You are viewing a plain text version of this content. The canonical link for it is here.
Posted to user@hbase.apache.org by Ferdy Galema <fe...@kalooga.com> on 2012/07/16 14:35:01 UTC

simple inputformat to ignore lease and timeout exceptions

Some mapred jobs running scans on our HBase could not succeed because of
the dreaded LeaseException or ScannerTimeoutException, even with
hbase.client.scanner.caching set to 1 and long timeout properties. Mind you
that no row is ever bigger than 5MB (sure it's bigger then most use cases
but still it's not excessive), but most are a lot smaller. A simple
solution that SKIPS the regions after the timeout/lease exceptions occurs
worked perfectly fine for us. (Just a few regions of our several thousand).
This is a LOT better than the mapreduce framework trying to reprocess the
same mapper (region) for several times and after that failing the entire
job. Because in our case the actual work is done in the reducer, this job
failing is a big pain.

I just wanted this solution with you. This is for 0.90.x. Also I'm aware
of HBASE-5757 so this is for anyone that cannot use that fix yet.  (Or if
that one does not work because retrying is not an option). So if you can
afford some regions to be skipped (or actually "not fully processed"), use
the following inputformat. (Call
job.setInputFormatClass(IgnoreTimeoutsTableInputFormat.class) right after
the TableMapReduceUtil.initTableMapperJob(...) call).
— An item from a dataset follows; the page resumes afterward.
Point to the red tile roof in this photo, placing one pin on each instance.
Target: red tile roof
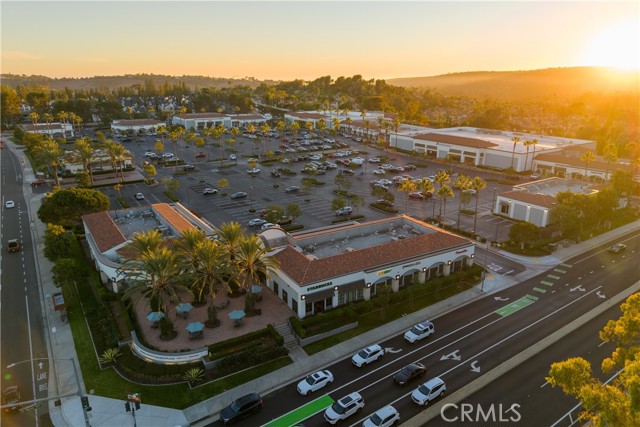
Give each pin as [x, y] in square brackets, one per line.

public class IgnoreTimeoutsTableInputFormat extends TableInputFormat{
  private static final Log LOG = LogFactory.getLog(new Object() {
  }.getClass().getEnclosingClass());

  @Override
  public RecordReader<ImmutableBytesWritable, Result> createRecordReader(
      InputSplit split, TaskAttemptContext context) throws IOException {
    TableRecordReader tableRecordReader = new TableRecordReader() {
      @Override
      public boolean nextKeyValue() throws IOException,
InterruptedException {
        try {
          boolean nextKeyValue = super.nextKeyValue();
          return nextKeyValue;
        } catch (LeaseException e) {
          LOG.warn("fallthrough lease exc", e);
        } catch (ScannerTimeoutException e) {
          LOG.warn("fallthrough scanner timeout exc", e);
        }
        return false;
      }
    };
    setTableRecordReader(tableRecordReader);
    return super.createRecordReader(split, context);
  }
}

Nevertheless, we are still trying to understand why some regions always
fail...